Friday, May 08, 2009

Alison Limerick - "Time of our Lives"

Time for another oldie - well - I'm not sure how old it is, but it must be early to mid 90s at least, which in dance music, is forever. Could I get any more commas in a sentence? Stay tuned.

Where was I? Oh yes, an oldie, and one with vocals at that. I typically shy away from vocals in dance music (but sometimes towards them in other types of music). It's something to do with imagination versus explicit statement - sometimes I prefer the ambiguity that allows my imagination to figure things out. Also, so many dance music vocal tracks sound twee or weak or something.

Well here's a track that is very vocal. It's by Alison Limerick, and the original (a horrible weak poppy thing) is here. I think the original is a David Morales effort - the drums have that early 90s New York sound about them - in fact, there's a much more dancefloor version by Morales here, which has a bit of the wild pitch NY feel going on, and is a lot better than the original for it.

But - the killer remix is the "Lifetime Vocal Mix", which according to Discogs is (and I just found this out myself) by The Beloved. Thinking about it now, that's not too difficult to believe, as it's got emotional qualities that aren't so far removed from what The Beloved were up to back in the day (who remembers Sweet Harmony? Damn that was a great track)

Anyway - The Beloved took "Time of our Lives" by Limerick, and completely reconfigured it. Centered on a loping drumbeat, it's hugely understated with the deep thud of the kick, off beat hats, a ricochet double-snare and a couple bongos. The bass is just a rumbling wobble under the kick, but it's interesting in that it seems to be constantly playing the 5th - which as vocals and chords come in means the entire track hangs over a harmonic suspension.

Then there's the vocals.

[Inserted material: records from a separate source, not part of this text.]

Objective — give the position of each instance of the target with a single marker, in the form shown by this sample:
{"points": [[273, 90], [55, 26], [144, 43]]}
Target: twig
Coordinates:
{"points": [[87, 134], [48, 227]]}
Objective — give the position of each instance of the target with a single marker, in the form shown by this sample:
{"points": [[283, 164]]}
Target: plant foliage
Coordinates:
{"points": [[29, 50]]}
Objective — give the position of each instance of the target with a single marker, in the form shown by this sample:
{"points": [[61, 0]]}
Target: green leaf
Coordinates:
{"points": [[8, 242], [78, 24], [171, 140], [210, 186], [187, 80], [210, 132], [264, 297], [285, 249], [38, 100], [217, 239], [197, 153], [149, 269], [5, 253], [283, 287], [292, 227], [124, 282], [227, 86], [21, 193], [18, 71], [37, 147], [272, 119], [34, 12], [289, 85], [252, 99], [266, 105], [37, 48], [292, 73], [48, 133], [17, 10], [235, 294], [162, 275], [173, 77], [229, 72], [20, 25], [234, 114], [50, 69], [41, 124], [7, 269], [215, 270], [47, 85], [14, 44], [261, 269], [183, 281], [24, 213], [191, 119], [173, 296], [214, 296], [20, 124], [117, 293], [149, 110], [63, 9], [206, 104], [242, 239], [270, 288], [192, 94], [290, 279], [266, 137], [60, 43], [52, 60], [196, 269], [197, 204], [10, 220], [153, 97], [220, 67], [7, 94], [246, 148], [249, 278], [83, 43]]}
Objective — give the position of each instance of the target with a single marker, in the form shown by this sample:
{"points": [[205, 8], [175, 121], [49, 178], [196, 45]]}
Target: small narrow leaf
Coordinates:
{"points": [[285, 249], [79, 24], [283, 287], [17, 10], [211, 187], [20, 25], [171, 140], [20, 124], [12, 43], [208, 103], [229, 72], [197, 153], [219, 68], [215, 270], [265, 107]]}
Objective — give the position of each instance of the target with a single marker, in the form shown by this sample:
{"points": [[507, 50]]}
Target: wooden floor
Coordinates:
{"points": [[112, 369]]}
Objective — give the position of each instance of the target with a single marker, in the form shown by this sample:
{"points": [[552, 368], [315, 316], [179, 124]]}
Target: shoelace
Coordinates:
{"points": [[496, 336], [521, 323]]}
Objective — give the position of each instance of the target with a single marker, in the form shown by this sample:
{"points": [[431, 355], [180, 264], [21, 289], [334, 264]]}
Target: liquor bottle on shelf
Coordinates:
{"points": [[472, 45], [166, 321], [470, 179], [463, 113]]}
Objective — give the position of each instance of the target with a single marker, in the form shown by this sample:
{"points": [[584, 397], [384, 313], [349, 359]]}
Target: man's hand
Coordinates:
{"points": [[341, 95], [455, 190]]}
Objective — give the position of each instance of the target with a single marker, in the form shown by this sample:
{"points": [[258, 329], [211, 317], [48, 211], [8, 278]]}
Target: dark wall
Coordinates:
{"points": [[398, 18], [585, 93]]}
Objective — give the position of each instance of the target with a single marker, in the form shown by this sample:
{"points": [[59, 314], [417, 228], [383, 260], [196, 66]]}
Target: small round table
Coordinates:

The vocals were always great, but they were neutered by the original pop mix. But here, they float free and easy over the rumbling bassline all the way through the first verse - walking pace soul that would shoot light and smiles straight through a club. And then at the first chorus, it changes from ordinary to extraordinary. From somewhere up above, the simplest 2-note chords fall down on the track, and in a short second it's transformed from a decent vocal track, into the rarest communal moment of catharsis. It's the sort of thing that if you were dancing, it might actually make you stop and stand still.

I heard this on the radio years ago, was blown away then, and it was a good while before I found it on vinyl. I've never got the opportunity to play it out (it's a long way from the sets I normally do, and the clubs I normally play), but I've always refused to throw it out or move it on, despite numerous clearouts of vinyl for space reasons.

Somewhere in the future, there is a dancefloor that will have been built up at the right pace, and held at the right pitch all night, and come 4am, it will be time to unleash this emotional bomb.